Perubahan pada penggunaan dan kebutuhan terhadap bahasa Inggris ini sudah semestinya
diikuti dengan perubahan tujuan pembelajaran bahasa Inggris, terutama dalam konteks pembelajaran
bahasa Inggris sebagai bahasa asing. Hal ini karena tujuan utama pembelajaran bahasa Inggris
dulunya adalah untuk mencapai level profisiensi yang sama dengan penutur asli bahasa Inggris
sedangkan ruang dan waktu untuk berkomunikasi dan berinteraksi dengan penutur asli bahasa Inggris
sangat terbatas. Orang-orang di Indonesia, misalnya, menggunakan bahasa Inggris hanya pada saat di
sekolah, di kantor atau perusahaan asing, di konferensi atau seminar internasional, dan pada saat
mereka bertemu dengan orang yang memiliki bahasa ibu berbeda dengan mereka. Oleh sebab itu,
kemungkinan munculnya kesalahan-kesalahan bahasa seperti kesalahan di bagian pengucapan,
linguistik, dan tata bahasa sangatlah tinggi (Alip 2004; 2007).

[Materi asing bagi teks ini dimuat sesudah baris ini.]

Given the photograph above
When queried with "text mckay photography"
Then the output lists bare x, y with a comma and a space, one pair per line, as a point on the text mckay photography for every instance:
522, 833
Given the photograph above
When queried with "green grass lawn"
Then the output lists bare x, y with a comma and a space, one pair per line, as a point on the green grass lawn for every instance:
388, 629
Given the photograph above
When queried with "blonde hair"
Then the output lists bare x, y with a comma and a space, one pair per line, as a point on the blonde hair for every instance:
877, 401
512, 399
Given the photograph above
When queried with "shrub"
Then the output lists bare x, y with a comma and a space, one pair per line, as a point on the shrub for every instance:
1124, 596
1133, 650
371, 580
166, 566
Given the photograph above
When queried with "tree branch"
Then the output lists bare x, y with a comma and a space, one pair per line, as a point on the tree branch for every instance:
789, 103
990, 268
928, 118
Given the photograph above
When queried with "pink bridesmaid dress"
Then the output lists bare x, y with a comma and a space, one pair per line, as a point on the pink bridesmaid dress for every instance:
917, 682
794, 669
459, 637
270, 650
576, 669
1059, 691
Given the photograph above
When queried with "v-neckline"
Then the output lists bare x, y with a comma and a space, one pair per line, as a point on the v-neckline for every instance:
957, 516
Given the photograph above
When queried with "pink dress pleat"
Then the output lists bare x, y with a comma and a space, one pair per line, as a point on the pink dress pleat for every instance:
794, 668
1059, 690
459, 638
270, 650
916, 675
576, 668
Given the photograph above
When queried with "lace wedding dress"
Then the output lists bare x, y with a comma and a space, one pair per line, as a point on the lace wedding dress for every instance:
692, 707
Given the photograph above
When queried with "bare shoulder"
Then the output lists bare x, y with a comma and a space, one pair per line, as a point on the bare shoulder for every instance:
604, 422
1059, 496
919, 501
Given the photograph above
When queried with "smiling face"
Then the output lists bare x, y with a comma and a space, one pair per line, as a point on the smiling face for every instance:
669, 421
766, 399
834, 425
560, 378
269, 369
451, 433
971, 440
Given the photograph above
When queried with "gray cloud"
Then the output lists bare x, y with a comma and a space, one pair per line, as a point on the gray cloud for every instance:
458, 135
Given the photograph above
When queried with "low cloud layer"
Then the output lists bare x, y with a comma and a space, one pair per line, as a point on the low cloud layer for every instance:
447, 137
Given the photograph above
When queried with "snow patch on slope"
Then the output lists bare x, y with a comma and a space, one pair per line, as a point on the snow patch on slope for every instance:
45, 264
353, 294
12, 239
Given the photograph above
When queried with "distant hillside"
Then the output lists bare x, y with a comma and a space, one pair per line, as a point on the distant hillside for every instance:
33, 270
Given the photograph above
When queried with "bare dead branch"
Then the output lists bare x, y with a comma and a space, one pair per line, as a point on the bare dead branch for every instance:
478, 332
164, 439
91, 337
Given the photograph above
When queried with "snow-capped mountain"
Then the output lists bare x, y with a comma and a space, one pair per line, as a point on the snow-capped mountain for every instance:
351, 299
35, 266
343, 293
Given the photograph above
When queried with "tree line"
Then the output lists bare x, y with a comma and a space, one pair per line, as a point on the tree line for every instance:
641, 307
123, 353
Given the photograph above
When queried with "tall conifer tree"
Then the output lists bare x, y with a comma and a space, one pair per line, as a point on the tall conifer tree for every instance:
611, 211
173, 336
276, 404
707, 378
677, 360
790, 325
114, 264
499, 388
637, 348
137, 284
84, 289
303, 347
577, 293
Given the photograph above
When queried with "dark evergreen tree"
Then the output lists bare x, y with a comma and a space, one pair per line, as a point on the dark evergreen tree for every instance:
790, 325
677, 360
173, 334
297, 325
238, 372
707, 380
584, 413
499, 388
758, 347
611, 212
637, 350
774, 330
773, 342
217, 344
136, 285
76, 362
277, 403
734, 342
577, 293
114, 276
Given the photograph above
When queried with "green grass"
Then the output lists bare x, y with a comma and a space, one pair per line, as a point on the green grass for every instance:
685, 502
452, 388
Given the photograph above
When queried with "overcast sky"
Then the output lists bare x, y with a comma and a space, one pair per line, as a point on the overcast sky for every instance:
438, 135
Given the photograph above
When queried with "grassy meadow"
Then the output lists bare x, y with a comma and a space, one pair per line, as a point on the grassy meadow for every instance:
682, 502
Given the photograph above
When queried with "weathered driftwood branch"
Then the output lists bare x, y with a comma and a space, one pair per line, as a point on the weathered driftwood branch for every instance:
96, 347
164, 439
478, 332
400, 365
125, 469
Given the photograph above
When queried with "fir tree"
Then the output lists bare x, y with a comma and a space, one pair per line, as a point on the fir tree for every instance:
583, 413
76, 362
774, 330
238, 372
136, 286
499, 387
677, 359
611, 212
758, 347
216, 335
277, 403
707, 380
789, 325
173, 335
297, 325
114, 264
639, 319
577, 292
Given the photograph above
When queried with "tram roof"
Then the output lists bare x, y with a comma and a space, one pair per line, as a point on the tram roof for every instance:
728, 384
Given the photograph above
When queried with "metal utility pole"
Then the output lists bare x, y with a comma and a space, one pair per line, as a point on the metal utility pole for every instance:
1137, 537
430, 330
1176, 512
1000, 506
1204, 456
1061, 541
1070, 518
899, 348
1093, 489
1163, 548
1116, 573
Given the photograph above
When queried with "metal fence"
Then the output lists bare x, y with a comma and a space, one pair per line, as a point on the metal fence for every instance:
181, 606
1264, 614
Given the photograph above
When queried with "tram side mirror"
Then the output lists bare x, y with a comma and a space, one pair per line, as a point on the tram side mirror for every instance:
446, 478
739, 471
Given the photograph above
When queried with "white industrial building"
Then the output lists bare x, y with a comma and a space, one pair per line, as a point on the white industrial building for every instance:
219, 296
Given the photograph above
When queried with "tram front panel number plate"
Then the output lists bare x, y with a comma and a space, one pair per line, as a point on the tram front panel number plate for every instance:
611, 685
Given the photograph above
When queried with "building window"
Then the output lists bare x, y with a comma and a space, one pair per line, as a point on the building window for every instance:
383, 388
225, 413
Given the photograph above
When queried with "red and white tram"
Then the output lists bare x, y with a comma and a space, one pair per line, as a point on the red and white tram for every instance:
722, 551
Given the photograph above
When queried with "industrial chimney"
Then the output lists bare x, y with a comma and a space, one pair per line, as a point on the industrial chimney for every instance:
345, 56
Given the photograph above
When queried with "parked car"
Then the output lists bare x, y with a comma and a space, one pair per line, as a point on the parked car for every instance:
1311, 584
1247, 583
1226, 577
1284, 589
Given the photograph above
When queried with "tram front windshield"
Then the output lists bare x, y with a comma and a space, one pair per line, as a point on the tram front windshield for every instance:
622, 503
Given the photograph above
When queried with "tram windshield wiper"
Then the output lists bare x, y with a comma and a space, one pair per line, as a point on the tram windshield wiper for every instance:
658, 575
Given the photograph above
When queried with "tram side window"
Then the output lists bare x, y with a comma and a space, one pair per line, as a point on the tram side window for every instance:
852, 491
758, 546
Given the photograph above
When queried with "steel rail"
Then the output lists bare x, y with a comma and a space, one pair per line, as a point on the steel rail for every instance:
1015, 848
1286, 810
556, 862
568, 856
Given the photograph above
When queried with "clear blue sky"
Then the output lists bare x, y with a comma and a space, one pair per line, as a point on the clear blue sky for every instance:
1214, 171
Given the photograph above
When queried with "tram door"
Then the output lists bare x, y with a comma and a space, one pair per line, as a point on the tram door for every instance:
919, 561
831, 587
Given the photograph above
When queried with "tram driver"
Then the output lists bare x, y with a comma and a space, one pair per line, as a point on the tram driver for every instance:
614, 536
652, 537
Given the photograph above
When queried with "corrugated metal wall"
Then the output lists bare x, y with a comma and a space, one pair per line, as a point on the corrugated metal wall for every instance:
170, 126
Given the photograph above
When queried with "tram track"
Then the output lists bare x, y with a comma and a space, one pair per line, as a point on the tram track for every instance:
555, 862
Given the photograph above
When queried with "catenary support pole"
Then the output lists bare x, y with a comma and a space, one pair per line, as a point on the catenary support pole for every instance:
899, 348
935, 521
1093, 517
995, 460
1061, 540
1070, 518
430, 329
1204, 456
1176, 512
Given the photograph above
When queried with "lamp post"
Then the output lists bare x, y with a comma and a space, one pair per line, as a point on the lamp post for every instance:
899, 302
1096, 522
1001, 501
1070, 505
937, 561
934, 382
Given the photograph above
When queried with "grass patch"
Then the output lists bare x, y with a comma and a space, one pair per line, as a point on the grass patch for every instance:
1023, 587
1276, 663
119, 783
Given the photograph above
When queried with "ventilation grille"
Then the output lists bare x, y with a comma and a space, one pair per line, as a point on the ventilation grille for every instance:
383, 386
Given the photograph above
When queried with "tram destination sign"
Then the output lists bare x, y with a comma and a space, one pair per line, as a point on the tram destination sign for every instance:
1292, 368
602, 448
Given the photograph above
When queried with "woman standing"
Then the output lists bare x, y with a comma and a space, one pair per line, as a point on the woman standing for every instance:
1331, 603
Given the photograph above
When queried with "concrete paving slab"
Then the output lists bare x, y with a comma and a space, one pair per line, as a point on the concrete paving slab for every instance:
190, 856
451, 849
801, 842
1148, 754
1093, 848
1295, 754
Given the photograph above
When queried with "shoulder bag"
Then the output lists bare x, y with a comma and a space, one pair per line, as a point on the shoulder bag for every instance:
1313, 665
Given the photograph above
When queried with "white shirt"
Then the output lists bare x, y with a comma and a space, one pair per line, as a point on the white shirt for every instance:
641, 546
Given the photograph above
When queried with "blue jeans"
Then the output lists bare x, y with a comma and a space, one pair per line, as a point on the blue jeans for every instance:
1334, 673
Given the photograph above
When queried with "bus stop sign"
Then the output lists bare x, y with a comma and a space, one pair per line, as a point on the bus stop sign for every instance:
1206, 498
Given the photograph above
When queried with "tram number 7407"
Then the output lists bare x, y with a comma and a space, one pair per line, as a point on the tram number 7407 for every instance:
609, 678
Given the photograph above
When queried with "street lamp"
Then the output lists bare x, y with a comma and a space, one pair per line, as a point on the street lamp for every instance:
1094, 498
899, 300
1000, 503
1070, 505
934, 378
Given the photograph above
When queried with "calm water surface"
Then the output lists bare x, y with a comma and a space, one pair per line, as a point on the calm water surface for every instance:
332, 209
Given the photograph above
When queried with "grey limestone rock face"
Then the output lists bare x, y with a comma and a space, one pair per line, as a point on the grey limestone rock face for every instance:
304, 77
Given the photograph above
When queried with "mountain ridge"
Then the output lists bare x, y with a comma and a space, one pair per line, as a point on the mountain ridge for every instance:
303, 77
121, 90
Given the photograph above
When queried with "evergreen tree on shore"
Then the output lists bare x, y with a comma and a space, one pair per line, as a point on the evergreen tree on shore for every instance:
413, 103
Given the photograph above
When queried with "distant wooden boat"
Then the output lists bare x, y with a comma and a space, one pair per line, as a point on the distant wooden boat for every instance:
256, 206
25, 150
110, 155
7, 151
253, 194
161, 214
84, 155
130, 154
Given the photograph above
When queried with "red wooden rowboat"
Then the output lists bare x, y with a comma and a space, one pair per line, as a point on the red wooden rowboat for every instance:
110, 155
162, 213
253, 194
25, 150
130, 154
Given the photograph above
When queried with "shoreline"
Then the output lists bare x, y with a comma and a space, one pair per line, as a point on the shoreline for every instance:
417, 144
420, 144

Penelitian ini dimaksudkan untuk meneliti dan menganalisis kesalahan-kesalahan fonologi oleh
para mahasiswa di Jurusan Bahasa dan Sastra Inggris, Fakultas Bahasa dan Seni (FBS), Universitas
Negeri Semarang (Unnes), terutama pada bagian simplifikasi klaster konsonan akhir. Hal ini
dimaksudkan untuk dapat menemukan tingkat eligibilitas bahasa Inggris para mahasiswa dalam
penguasaan dan penggunaan bahasa Inggris sebagai alat berkomunikasi terutama dalam kaitannya
bahasa Inggris sebagai bahasa Internasional. Dasar yang digunakan oleh peneliti dalam menganalisi
dan meneliti inteligibilitas bahasa Inggris para mahasiswa ini adalah Lingua Franca Core yang
dikemukakan oleh Jennifer Jenkins (1998). Lingua Franca Core merupakan dasar-dasar fitur bahasa
Inggris sebagai bahasa Internasional.
Penguasaan Bahasa Inggris Orang Indonesia Pada Umumnya
Perkembangan bahasa Inggris di Indonesia yang signifikan menjadi faktor pendukung
penggunaan bahasa Inggris untuk komunikasi sehari-hari meskipun masih terbatas pada tempattempat tertentu saja. Mengingat posisinya sebagai bahasa asing di Indonesia, tidaklah mengherankan
jika terdapat ketidaksesuaian pengucapan, linguistik, ataupun tata bahasa Inggris yang dilakukan oleh
masyarakat Indonesia. Ketidasesuaian terutama pada bagian klaster konsonan seperti yang ditulis oleh
Alip (2007) sering sekali muncul.
Klaster konsonan merupakan bagian pendukung suatu suku kata. Vokal dan bunyi suku kata
merupakan bagian utama dari suku kata itu sendiri. Pada sebuah suku kata, konsonan dapat diletakkan
di bagian awal (onset) atau akhir dari beberapa bunyi suku kata (coda). Dalam bahasa Inggris, tiga
konsonan dapat berfungsi sebagai suku kata di bagian depanjika konsonan pertamanya adalah
konsonan /s/, konsonan keduanya adalah konsonan /p/, /t/, atau /k/ dan konsonan ketiganya adalah
salah satu dari konsonan berikut ini /l/, /r/, /w/, atau /j/. Contoh kata untuk klaster konsonan ini adalah
sebagai berikut: “squeeze”, “structure”, “screw” (Alip 2007:164).
232
Seminar Nasional Unnes-TEFLIN
Dalam bahasa Indonesia, hanya dua konsonan yang dapat berada pada posisi depan untuk suatu
kata. Selain itu, dalam Bahasa Indonesia konsonan /s/ pada posisi depan bukan merupakan sebuah
komponen klaster konsonan jika konsonan berikutnya setelah konsonan /s/ ini bersifat melebur.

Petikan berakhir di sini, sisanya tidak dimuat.